Photo: Bess Watts |
And in new evidence of economic distress among the middle class, real median household incomes declined by 2.3 percent in 2010 from the previous year, to $49,400.
An additional 2.6 million people slipped below the poverty line in 2010, census officials said, making 46.2 million people in poverty in the United States, the highest number in the 52 years the Census Bureau has been tracking it, said Trudi Renwick, chief of the Poverty Statistic Branch at the Census Bureau. That represented 15.1 percent of the country. The poverty line in 2010 was at $22,113 for a family of four.
The reason why we have such large income and wealth disparities is because the top 2 percent want it that way. A decade of GOP policies, deregulation, shipping our jobs overseas to emerging middle-class markets in Brazil, India and China, funding two unnecessary wars, plus tax breaks for the rich have put our middle class in dire straits. No economy can function with a middle class that has no spending power, and that’s just fine for the opulent minority.
The national Republican master plan-- which is being implemented in every state with a Republican Governor, is to lower wages for all working people-- union and non-union, get rid of pension plans, health care plans and all other benefits that all Americans currently receive thanks to union bargaining over the last 100 years.
Then, their vision includes to privatize everything under the sun. This will allow various companies and corporations, the very ones that put these governors into office in the first place thanks to the Citizens United v. FEC court decision, to profit off of cheap labor and your hard earned tax dollars. You will no longer have to worry about companies and corporations hiring illegal immigrants because Republicans and the corporations they work for are creating their very own 3rd world workforce made up of what use to be America’s middle-class.
Under GOP rule, your government will no longer be accountable to you the resident taxpayer-- you will have to suffer with the products and services delivered by a private company-- a private company only motivated by profit off of your tax dollars and you will have no say about any of it. Think about that the next time you want a pothole filled on your street.

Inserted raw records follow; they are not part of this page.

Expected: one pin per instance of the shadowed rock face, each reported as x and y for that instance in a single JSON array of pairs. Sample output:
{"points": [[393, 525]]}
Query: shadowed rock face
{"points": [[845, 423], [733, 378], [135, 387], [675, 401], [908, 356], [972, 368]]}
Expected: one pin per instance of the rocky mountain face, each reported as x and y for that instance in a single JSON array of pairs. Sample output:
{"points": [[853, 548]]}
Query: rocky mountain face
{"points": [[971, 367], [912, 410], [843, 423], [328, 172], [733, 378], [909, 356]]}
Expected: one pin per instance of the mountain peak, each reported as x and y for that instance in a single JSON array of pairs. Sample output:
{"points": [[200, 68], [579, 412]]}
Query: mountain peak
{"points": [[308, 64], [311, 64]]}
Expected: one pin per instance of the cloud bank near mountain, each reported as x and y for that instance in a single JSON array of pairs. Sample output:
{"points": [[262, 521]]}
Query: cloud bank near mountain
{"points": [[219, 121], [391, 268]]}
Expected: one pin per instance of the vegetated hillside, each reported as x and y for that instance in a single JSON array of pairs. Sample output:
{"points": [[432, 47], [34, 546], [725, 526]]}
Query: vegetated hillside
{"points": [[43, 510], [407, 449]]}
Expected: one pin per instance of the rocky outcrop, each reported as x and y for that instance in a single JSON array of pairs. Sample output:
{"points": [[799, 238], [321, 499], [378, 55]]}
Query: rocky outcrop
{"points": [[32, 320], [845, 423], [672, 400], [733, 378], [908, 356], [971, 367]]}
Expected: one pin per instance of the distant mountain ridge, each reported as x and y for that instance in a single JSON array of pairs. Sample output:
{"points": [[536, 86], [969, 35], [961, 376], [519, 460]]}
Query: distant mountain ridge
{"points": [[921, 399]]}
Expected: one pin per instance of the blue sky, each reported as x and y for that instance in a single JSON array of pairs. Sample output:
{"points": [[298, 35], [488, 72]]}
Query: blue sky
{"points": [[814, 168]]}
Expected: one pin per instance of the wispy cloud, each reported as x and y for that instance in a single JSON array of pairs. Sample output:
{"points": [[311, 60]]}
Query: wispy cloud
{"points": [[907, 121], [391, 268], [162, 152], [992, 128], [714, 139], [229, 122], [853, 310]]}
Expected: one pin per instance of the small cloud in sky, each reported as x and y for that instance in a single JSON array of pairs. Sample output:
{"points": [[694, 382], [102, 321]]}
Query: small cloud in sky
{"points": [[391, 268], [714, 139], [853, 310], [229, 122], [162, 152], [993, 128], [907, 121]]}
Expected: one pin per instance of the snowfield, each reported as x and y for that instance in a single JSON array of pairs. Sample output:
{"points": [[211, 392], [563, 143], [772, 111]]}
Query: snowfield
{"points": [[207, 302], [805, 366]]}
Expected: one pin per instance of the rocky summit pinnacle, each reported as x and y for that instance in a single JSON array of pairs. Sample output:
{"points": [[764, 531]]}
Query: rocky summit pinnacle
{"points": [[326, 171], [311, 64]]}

What is so perverse about this trend is just how vastly it misunderstands what went wrong with the American economy in the first place. And, what makes this go-around extraordinary is that national political leaders from both major parties have been pushing that same agenda. Spending is not our problem-- it's our priorities that need fixing.
“The figures we are releasing today are important,” said Robert Groves, the director of the Census Bureau. “They tell us how changing economic conditions have impacted Americans and their families.”
According to the Census figures, the median annual income for a male full-time, year-round worker in 2010 — $47,715 — was virtually unchanged from its level in 1973, when the level was $49,065, in 2010 dollars.
“That’s not about the poor and unemployed, that’s full time, year round,” said Sheldon Danziger, professor of public policy at the University of Michigan. Particularly hard hit, Professor Danziger said, have been those who do not have college degrees. “The median, full-time male worker has made no progress on average.”
The youngest members of households — those ages 15 to 24 — lost out the most, with their median income dropping by 9 percent. The recession continued to push Americans to double up in households with friends and relatives, especially those aged 25 to 34, a group that experienced a 25 percent rise in the period between 2007, when the recession began and 2011. Of that group, 45.3 percent were living below the poverty line, when their parents incomes were not taken into account.
Until the voting public creates a governing body that puts people before profit, perhaps then we might see some relief for the middle-class working family and an economy where most people can participate. Simply put, the American people are hungry for our leaders to restore a vision for a national future founded on the premise that social justice and material prosperity are not competing values-- that they can co-exist and are necessary to each other for a healthy, sustainable and growing economy. The sooner we recognize that, the better.